Горбачев не встретил возражений и против решения сократить численность армии на 500 тыс. человек. Объявленное в Нью-Йорке, на сессии ООН, решение было представлено как еще одно свидетельство советского миролюбия и «нового политического мышления». В 1959 г. Никита Хрущев сократил армию на 1200 тыс. человек, уволив одну третью ее состава (Горбачев – одну десятую). На съезде народных депутатов начальник главного политического управления генерал Лизичев с гордостью сообщил об упразднении 1400 генеральских должностей. Ему ответили на съезде, что в США насчитывается всего 1073 генерала. Советский журналист добавил, что в бундесвере на 500 тыс. солдат и офицеров приходится немногим более 200 генералов и адмиралов. Горбачев легко позволил себе уволить из советской армии больше генералов, чем их имеется в двух сильнейших армиях НАТО. В армии США на одного генерала приходится 3400 военнослужащих, в бундесвере – 2400, в советских вооруженных силах – 700.

Чистка высшего командного состава, сокращение численности вооруженных сил, критика в печати некоторых сторон армейской жизни, разрешение дискуссий о профессиональной армии имеют целью усиление контроля над армией и повышение ее эффективности. Отношения между партийным руководством и армией в период «перестройки» определяются в первую очередь военным поражением в Афганистане. Разговоры о том, как и почему Советский Союз вторгся в декабре 1979 г. в Афганистан, носят типичный для эпохи «гласности» характер: ведется дискуссия, называются имена, но не приводятся документы, не делается никаких окончательных выводов. Сама возможность говорить на запретную ранее тему воспринимается как достаточное удовлетворение.

Военное поражение в войне с «муджахединами» позволило Горбачеву закрыть «время маршалов». Им на смену пришло новое поколение полководцев, среди которых продвигаются все выше и быстрее командиры, получившие генеральские погоны в Афганистане. Советская армия, не слышавшая выстрелов с 1945 по 1979 г. (если не считать карательной экспедиции в Будапешт в 1956 г.), естественно, открывает широкие возможности офицерам, побывавшим под огнем. Поражение дало опыт, показало недостаточную подготовку офицеров, опасавшихся проявлять инициативу, плохую подготовку солдат.
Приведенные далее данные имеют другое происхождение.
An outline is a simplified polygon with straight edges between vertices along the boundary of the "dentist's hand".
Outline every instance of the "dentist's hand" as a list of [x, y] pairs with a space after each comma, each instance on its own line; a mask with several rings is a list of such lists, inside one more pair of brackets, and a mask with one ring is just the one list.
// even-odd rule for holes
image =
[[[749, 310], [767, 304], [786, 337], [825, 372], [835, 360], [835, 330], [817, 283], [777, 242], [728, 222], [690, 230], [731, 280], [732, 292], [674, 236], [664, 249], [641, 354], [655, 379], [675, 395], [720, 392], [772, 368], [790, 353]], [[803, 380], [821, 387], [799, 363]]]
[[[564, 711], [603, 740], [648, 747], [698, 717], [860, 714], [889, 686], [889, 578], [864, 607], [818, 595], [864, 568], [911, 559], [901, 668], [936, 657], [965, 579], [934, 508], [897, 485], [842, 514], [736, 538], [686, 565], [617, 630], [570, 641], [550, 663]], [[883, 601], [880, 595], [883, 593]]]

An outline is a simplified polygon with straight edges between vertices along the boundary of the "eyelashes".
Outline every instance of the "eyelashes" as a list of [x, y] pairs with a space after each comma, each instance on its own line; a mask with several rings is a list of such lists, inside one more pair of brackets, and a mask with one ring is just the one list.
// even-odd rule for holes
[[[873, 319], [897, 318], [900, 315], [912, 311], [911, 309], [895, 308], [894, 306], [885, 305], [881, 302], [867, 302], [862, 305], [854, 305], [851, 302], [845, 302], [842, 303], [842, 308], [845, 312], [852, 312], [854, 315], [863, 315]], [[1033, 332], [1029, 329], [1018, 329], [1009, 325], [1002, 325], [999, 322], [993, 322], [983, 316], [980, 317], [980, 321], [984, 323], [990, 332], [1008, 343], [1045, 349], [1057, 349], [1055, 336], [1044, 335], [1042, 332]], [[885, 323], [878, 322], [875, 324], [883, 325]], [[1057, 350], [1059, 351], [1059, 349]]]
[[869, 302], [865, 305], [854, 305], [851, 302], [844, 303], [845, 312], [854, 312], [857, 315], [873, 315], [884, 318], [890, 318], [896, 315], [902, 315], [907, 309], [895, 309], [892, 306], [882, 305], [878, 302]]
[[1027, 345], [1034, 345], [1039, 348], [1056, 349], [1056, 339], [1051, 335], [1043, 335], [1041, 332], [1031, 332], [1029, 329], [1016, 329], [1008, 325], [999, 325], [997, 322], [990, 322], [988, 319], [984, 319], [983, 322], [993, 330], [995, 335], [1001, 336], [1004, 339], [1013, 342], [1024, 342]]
Только отлично натренированные соединения парашютистов-десантников и спецназа были достойными противниками афганских Партизан. Война в Афганистане убедительно продемонстрировала роль техники: главным фактором поражения стали «стингеры»: с их помощью афганцы ликвидировали советское преимущество – наличие вертолетов.

Поражение военных подчеркивается тем, что Горбачев сумел обернуть его политической победой, предотвратив дипломатическими маневрами и щедрой помощью военными материалами падение правительства Наджибуллы. Затем Горбачеву удалось привлечь США к поискам выхода Афганистана из положения, в которое ввергла страну интервенция.

Поражения нередко приносили проигравшей армии больше дивидендов, чем победа. Пороки советской армии стали очевидными. В частности разбухшая до бессмысленности численность и продолжительность службы, диктуемая лишь традициями. «Перестройка» в армии направлена на устранение выявленных афганской авантюрой дефектов. Она идет под лозунгом «одностороннего сокращения советских вооруженных сил», разоружения, новой «оборонительной стратегии».

Особенностью «перестройки» является нескрываемый разрыв между словами и делами, пропагандой и реальностью. Глубокий секрет прикрывал все, что касалось советской армии. Сегодня завеса приподнята. Военные министры стран НАТО гостят в СССР, где им показывают – почти – все, западные эксперты совершают экскурсии на ядерные полигоны. Они могут видеть и говорить об увиденном, ибо Горбачев убежден, что «слово» в конечном счете окажется сильнее фактов.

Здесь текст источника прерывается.